Directed by: James Wan
Story by: James Wan, Will Beall, Geoff Johns
Screenplay by: Will Beall, David Leslie Johnson-McGoldrick
Based on Characters Created by: Paul Norris and Mort Weisinger for DC
Produced by: Rob Cowan, Peter Safran
Starring: Jason Momoa, Amber Heard, Willem Dafoe, Patrick Wilson, Dolph Lundgren, Yahya Abdul-Mateen II, Nicole Kidman, Ludi Lin and Temuera Morrison.
Aquaman was always going to be a difficult adaptation – the film about ‘fish boy[‘s]. No, it’s fish men!’; the setting underwater.
But with James Wan as director and one of the writers, I went into the film somewhat reassured.
Then the film opened with Atlanna (Nicole Kidman), Atlantean royalty meeting a surface dweller, and I was thrown because I just couldn’t believe I was seeing an Atlantis queen falling in love, the contrast a little too much.
Perhaps it was seeing Nicole Kidman as an action figure?!
And there were times when I really couldn’t decide whether to laugh with the film or at it – the guitar riff to highlight a joke not helping.
Yet, as the film progressed and Jason Momoa as Aquaman opened up to give us a down-to-earth (well, half-surface dweller, half-Atlantean Arthur Curry) hero, I became more absorbed.
Forbidden love between a queen of the sea and a man from the surface bears a forbidden son, a half-breed.

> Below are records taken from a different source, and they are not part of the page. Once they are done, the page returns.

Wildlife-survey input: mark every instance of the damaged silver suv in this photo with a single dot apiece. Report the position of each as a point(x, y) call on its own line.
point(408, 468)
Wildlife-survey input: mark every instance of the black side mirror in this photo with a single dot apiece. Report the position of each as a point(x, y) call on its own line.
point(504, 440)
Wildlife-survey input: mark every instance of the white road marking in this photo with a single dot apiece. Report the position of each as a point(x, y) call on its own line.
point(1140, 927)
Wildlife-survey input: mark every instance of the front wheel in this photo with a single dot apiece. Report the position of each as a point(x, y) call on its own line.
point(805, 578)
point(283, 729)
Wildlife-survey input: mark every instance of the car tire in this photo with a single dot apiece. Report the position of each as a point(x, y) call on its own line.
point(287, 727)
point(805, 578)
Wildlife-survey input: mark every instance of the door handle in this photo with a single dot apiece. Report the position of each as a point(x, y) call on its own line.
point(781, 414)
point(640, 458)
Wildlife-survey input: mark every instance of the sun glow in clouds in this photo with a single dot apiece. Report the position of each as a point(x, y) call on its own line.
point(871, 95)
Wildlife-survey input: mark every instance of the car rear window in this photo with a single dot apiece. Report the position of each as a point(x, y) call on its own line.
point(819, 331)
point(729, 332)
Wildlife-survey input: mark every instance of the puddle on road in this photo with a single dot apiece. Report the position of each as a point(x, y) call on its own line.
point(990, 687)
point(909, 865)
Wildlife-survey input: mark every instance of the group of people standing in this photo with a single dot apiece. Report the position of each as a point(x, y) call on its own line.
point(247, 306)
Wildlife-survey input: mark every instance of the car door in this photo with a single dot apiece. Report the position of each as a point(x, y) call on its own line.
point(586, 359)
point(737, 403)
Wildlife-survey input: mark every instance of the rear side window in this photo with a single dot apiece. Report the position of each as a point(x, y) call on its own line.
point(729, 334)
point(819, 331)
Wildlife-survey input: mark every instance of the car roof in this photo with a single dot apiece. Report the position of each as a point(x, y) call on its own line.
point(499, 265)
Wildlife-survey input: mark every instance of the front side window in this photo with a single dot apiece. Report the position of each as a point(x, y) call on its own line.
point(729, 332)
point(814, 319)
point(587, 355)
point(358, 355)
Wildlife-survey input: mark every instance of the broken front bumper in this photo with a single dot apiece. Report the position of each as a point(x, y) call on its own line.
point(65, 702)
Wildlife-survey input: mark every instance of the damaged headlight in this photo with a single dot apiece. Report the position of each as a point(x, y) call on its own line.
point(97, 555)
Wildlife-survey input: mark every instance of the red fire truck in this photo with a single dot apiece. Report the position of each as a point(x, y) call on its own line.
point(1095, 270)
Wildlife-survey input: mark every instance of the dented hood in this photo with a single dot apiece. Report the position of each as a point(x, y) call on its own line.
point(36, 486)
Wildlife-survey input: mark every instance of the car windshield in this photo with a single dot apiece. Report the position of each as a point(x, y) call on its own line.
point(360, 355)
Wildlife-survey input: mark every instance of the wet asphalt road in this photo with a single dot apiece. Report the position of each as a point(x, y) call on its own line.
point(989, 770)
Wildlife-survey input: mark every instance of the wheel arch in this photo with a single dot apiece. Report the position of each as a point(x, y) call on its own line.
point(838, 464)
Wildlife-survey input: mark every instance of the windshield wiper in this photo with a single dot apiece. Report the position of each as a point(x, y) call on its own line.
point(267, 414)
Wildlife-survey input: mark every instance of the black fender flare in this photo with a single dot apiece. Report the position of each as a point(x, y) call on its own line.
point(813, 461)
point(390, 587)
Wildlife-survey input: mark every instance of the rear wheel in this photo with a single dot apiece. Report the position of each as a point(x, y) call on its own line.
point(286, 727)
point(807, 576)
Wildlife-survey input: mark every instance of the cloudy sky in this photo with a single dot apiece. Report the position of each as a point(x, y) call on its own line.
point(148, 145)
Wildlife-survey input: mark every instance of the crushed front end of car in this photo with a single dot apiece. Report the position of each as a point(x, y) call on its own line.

Aquaman.
Yet even as a half-breed, Aquaman has the right to claim the throne of Atlantis instead of his younger half-brother Orm (Patrick Wilson) who plots to become the Ocean Master; to bring together all seven kingdoms of the underwater world: Atlantis, Brine, Fisherman, Xebel, Trench, Deserter and the Lost.
Together they can destroy those on the surface.
Afterall, aren’t the surface-dwellers creating pollution and trashing the sea into poison for those who inhabit its waters?
Those who want peace with the surface dwellers not war, rise to the surface to seek Aquaman to fight for the throne to then save those above and below, with love-interest Mera (Amber Heard) abandoning Atlantis, just like his mother. All leading to the meeting of the two brothers on opposing sides of an inevitable battle.
The writers have created enough twists and turns to keep the film interesting and it has to be noted the film has a different tone to the other DC, Justice League films.
Aquaman is more a technologically based world with an 80s-esq tone including synth soundtrack and fluorescent-lit underwater worlds that become more spectacular as the film progresses.
Let me state again, it gets better!
There’s the expected cheese, because, yeah, this is Aquaman: Son of the land, king of the sea.
But Wan has offset this with humour and his own unique style.
Jason Momoa’s performance as Aquaman certainly helped.
So after an ordinary beginning, Aquaman ramps up to a deliver a visually stunning entertainer that was able to take a laugh at itself with a story that comes full circle.
In the end, it was actually pretty good.